Forty hours later, McChrystal had been relieved of his command, his 34-year military career in tatters. Apart from a terse apology, McChrystal has not discussed publicly the disparaging remarks that he and his aides made about administration officials and that appeared in the article.
On Friday, however, officials close to McChrystal began trying to salvage his reputation by asserting that the author, Michael Hastings, quoted the general and his staff in conversations that he was allowed to witness but not report. The officials also challenged a statement by Rolling Stone's executive editor that the magazine had thoroughly reviewed the story with McChrystal's staff ahead of publication.
The executive editor, Eric Bates, denied that Hastings violated any ground rules when he wrote about the four weeks he spent, on and off, with McChrystal and his team. "A lot of things were said off the record that we didn't use," Bates said in an interview. "We abided by all the ground rules in every instance."
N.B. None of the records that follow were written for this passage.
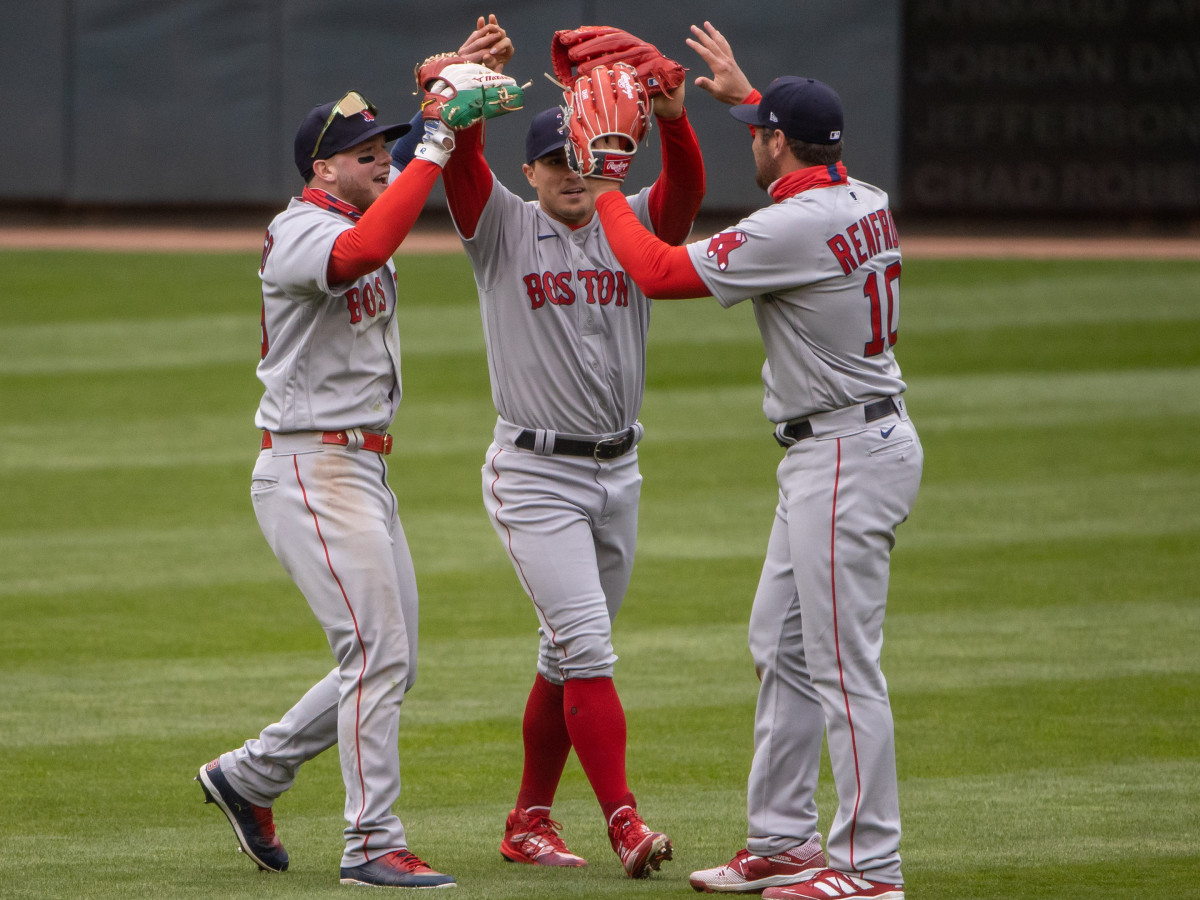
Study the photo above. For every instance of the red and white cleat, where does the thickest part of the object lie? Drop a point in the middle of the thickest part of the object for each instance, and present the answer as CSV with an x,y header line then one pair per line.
x,y
832,885
640,849
531,835
750,874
A senior military official insisted that "many of the sessions were off-the-record and intended to give [Hastings] a sense" of how the team operated. The command's own review of events, said the official, who was unwilling to speak on the record, found "no evidence to suggest" that any of the "salacious political quotes" in the article were made in situations in which ground rules permitted Hastings to use the material in his story.
'Clearly off the record'
A member of McChrystal's team who was present for a celebration of McChrystal's 33rd wedding anniversary at a Paris bar said it was "clearly off the record." Aides "made it very clear to Michael: 'This is private time. These are guys who don't get to see their wives a lot. This is us together. If you stay, you have to understand this is off the record,' " according to this source. In the story, the team members are portrayed as drinking heavily.
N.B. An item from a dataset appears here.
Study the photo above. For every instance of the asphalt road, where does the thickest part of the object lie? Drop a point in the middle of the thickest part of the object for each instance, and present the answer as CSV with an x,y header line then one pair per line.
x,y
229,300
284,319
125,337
Bates said the contention that the night at the bar and other instances in which derisive comments were made about administration officials were off the record was "absolutely untrue." Hastings was traveling Friday, and an automated response from his e-mail account referred queries to Rolling Stone.
Neither McChrystal nor members of his staff have denied making any of the remarks quoted in the story, including a description of Obama as "uncomfortable and intimidated" in his first meeting with the general and a reference to national security adviser James L. Jones as a "clown."
Adm. Mike Mullen, chairman of the Joint Chiefs of Staff, told reporters Thursday that the atmosphere of disrespect for civilian leaders that McChrystal apparently tolerated and participated in was grounds for dismissal regardless of the context in which the offensive comments were made or who made them.
A U.S. military spokesman in Kabul, Air Force Lt. Col. Edward T. Sholtis, acknowledged that Hastings, like other reporters who have interviewed McChrystal over the past year, was not required to sign written ground rules. "We typically manage ground rules on a verbal basis," Sholtis said. "We trust in the professionalism of the people we're working with."
McChrystal's headquarters first received a copy of the story shortly before midnight Monday from a wire service reporter seeking comment. After McChrystal read it, "he knew instantly, this was going to be very large," the source said. "But I don't think any of us realized it was going to be as large as it was."